そう思った瞬間、足元からナニかが絡み付いてくる。ナニかは瞬く間に全身に絡み付き、私のことを絞め殺そうとしてくる。
(呑まれる…)
不思議と痛みはない。ただ、吸い込まれそうな暗闇と痛いほどの静寂に私の存在が消えてしまうような…そんな孤独感に苛まれる。
「目を閉じれば貴方も常世の仲間入り…さあ……眠りなさい……」
(仲間か…なん、か…いい、な……)
不思議な声に促されて目を閉じようとする。だが、耳元で聞こえる声が眠らせてくれない。

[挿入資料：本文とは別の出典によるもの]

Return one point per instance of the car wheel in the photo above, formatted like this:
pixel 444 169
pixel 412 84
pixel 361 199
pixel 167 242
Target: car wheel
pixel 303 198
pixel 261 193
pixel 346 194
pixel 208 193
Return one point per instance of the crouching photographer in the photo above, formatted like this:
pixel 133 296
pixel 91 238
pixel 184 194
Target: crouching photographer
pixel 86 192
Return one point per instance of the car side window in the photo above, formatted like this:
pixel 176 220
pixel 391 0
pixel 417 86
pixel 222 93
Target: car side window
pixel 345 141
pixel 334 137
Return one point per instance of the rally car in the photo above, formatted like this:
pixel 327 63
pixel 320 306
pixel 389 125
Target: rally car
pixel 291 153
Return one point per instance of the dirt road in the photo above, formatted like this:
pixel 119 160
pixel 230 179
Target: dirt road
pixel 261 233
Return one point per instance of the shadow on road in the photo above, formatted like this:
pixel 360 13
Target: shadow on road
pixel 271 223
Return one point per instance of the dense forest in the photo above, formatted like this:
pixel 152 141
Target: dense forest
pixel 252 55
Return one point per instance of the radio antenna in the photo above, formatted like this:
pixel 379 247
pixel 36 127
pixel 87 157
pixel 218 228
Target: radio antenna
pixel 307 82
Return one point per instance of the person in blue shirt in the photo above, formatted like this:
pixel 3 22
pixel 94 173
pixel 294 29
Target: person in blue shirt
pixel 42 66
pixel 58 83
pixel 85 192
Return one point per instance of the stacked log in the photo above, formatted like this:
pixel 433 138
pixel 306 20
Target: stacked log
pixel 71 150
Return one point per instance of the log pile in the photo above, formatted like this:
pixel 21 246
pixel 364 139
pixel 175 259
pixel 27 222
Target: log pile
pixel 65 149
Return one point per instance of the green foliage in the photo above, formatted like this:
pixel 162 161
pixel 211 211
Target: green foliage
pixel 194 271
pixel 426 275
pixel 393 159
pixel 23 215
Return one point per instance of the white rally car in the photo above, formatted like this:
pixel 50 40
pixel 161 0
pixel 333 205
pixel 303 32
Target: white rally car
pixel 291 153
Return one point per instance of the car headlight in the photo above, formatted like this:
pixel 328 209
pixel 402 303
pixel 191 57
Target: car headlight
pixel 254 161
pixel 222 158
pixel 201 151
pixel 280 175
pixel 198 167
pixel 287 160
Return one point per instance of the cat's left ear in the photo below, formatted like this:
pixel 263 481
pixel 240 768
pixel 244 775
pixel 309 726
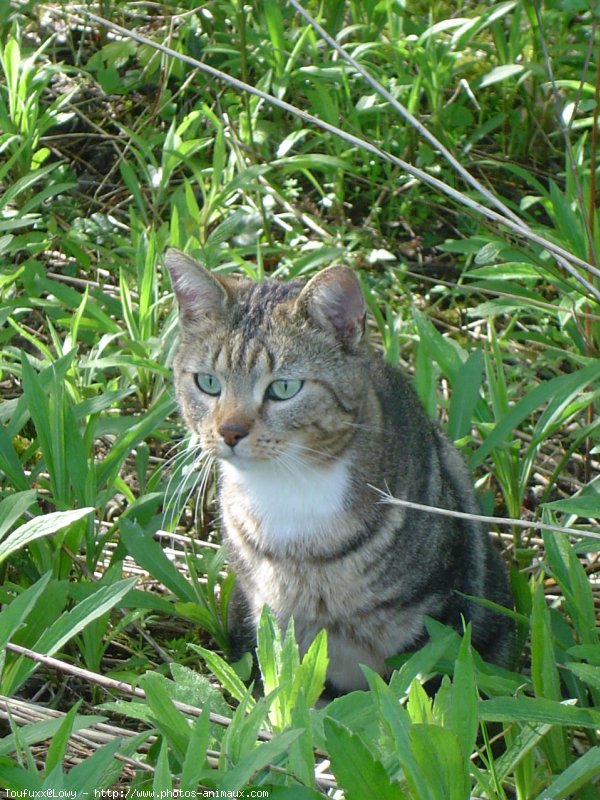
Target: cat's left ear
pixel 334 301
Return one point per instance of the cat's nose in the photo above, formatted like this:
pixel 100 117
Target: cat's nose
pixel 232 432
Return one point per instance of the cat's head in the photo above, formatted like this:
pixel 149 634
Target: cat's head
pixel 273 370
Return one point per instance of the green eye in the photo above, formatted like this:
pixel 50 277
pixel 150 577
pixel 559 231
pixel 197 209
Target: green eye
pixel 207 383
pixel 283 390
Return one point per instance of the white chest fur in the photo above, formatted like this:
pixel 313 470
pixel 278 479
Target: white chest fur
pixel 288 505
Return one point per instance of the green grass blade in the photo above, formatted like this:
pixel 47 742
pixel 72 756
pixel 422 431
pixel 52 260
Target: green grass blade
pixel 545 392
pixel 38 527
pixel 357 772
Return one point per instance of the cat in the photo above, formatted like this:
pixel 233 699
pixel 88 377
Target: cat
pixel 306 423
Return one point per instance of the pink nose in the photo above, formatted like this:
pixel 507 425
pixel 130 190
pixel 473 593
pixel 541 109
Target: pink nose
pixel 232 432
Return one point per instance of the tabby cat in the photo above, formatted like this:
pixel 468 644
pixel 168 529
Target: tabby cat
pixel 306 423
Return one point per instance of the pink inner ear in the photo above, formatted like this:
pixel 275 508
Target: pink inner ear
pixel 335 297
pixel 196 289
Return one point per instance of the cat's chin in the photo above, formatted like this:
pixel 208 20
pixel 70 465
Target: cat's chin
pixel 239 461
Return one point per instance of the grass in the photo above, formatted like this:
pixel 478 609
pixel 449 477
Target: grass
pixel 452 163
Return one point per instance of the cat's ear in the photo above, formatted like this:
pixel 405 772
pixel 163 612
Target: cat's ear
pixel 334 300
pixel 198 292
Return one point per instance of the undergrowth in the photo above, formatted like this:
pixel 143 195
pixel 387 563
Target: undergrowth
pixel 114 586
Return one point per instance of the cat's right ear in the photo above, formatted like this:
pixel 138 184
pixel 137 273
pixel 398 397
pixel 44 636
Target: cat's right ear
pixel 198 293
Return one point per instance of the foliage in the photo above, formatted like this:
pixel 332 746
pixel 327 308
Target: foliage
pixel 110 151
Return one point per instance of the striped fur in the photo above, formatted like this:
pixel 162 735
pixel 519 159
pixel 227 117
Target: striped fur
pixel 306 531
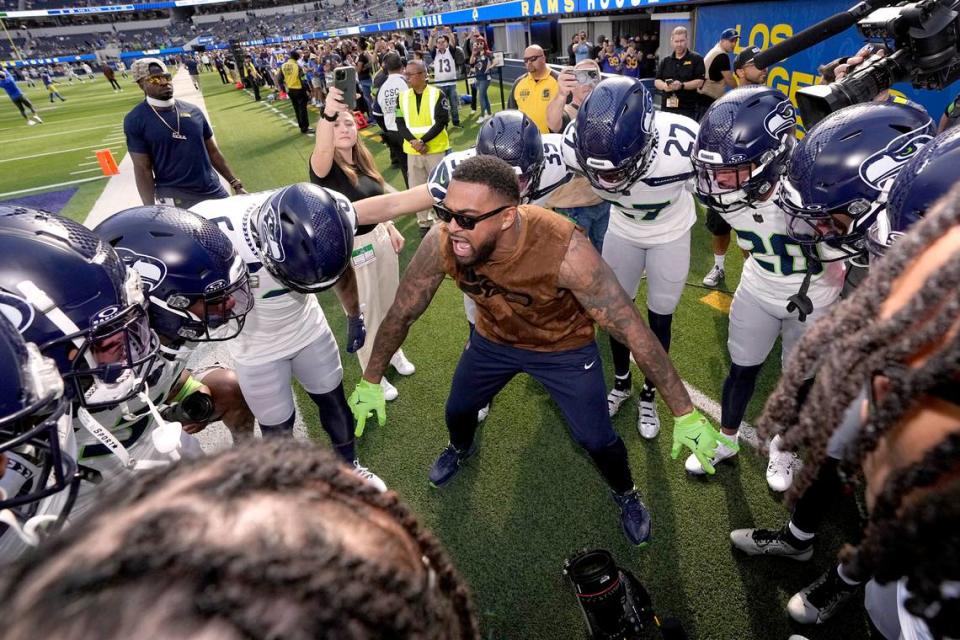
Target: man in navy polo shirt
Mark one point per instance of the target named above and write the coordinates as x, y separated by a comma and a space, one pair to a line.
175, 159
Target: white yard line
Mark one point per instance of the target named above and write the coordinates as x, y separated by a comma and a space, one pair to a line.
50, 153
50, 186
58, 133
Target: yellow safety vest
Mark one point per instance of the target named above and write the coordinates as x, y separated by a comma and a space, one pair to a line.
419, 122
291, 74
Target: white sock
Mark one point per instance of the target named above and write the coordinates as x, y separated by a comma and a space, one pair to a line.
799, 534
843, 576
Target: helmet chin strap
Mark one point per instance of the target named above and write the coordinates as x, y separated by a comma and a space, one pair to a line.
800, 301
165, 435
28, 530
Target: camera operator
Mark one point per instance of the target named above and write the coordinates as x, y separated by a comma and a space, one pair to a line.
680, 76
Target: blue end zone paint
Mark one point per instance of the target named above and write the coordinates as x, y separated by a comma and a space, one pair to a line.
52, 201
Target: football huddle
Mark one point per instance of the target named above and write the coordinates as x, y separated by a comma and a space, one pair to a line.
849, 233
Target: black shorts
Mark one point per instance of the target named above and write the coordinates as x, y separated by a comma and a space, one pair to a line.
716, 224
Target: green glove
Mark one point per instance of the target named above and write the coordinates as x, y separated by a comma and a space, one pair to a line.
366, 399
695, 432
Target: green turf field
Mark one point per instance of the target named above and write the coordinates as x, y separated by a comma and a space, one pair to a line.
62, 149
530, 497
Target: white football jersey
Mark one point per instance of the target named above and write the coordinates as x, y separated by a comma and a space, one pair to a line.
132, 424
282, 321
776, 266
554, 173
659, 208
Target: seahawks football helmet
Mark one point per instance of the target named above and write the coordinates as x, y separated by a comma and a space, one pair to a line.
196, 284
922, 181
303, 235
614, 136
67, 291
743, 147
39, 480
838, 172
513, 137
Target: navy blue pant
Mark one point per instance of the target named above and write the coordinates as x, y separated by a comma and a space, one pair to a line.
574, 379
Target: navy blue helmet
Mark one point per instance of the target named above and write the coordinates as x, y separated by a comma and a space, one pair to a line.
838, 172
36, 434
196, 284
514, 138
614, 134
67, 291
743, 147
303, 235
922, 181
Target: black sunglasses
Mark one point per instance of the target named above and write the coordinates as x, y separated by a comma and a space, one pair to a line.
467, 223
947, 390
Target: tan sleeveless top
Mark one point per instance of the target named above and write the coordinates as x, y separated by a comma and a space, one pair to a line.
518, 301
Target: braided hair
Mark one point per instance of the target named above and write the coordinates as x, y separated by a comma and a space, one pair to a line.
272, 540
915, 537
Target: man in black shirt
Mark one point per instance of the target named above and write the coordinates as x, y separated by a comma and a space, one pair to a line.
680, 76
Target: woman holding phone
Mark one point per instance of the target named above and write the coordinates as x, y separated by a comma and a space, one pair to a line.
340, 161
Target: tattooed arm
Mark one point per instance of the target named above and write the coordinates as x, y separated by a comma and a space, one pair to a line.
417, 288
591, 280
393, 205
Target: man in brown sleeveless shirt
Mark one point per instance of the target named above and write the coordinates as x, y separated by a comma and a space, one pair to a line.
539, 286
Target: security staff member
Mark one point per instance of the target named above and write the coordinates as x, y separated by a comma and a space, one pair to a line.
292, 76
422, 116
680, 76
385, 110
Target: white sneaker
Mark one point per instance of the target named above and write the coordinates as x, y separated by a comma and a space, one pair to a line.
722, 453
403, 366
389, 391
365, 474
713, 278
648, 420
615, 400
781, 466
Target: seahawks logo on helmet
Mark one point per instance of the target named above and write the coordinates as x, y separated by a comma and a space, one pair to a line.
152, 270
780, 120
271, 235
105, 314
647, 122
885, 164
215, 286
17, 310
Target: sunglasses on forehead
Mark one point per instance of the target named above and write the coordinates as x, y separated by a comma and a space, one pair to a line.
465, 222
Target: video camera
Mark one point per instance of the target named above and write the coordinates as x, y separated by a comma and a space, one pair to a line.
924, 37
614, 603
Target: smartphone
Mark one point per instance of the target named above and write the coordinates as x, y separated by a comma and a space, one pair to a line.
345, 79
587, 76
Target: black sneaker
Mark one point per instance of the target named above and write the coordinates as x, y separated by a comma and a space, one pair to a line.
821, 599
766, 542
448, 464
634, 517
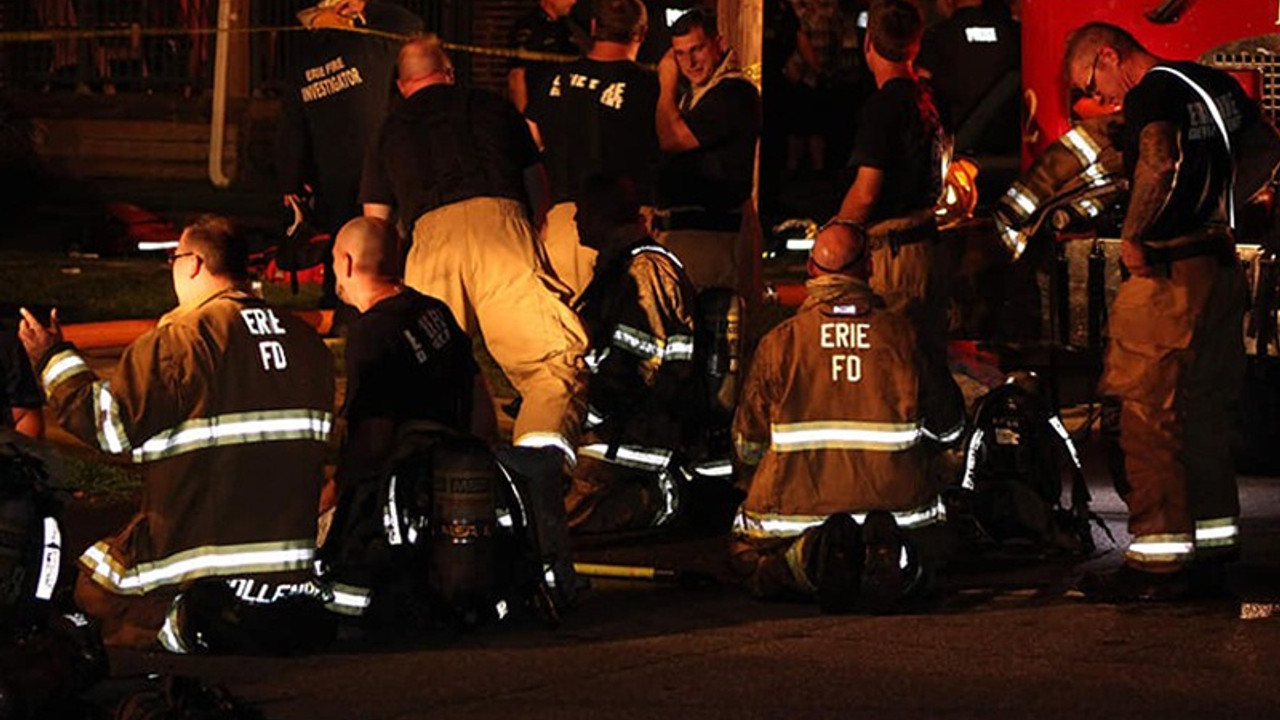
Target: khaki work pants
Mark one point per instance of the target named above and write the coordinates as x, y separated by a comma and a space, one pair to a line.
1176, 363
571, 261
481, 259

「----“セッカ”--“セッカ”--“セッカ”!!」
余りに煩くて目を開けると景色は様変わりしていた。頭上からは微かに光が射しており、私はまとわり付いていたものの正体を見ることが出来た。…それは、根、だった。太いものから細いものまで様々な根がびっしりと全身を覆っているのを見て短く悲鳴を上げた。
(こんな所で眠るなんて冗談!)
脱出しようと体に力を込めるが、根はピクリとも動かない。しかも、根は不利を悟ったかギチギチと締め上げて来て苦しくなる。唯一の希望の光も根が覆い隠そうとしている。どうしたら…
悩んでいると空から救いの声が降ってきた。…あの男だ!
「“セッカ”聞こえるか!?」
「聞こえるよ!私は此処にいる!何か根みたいのに捕まってて動けないの!!」
私は今世紀最大と思われるほど叫んだ。だが、返ってきたのは無情な言葉だった。
「残念ながらお前の声はまだ俺には届かない。だが、1つだけそちらに行ける方法がある!!」
私は気を取り直し、再び期待を込めて上を見上げる。
「“セッカ”俺の名前を喚べ!」
(いや、格好いい事言ってるけどあんたが勿体ぶって教えてくれないから名前知らないわよ!!)
私は状況を忘れて盛大に突っ込んだ。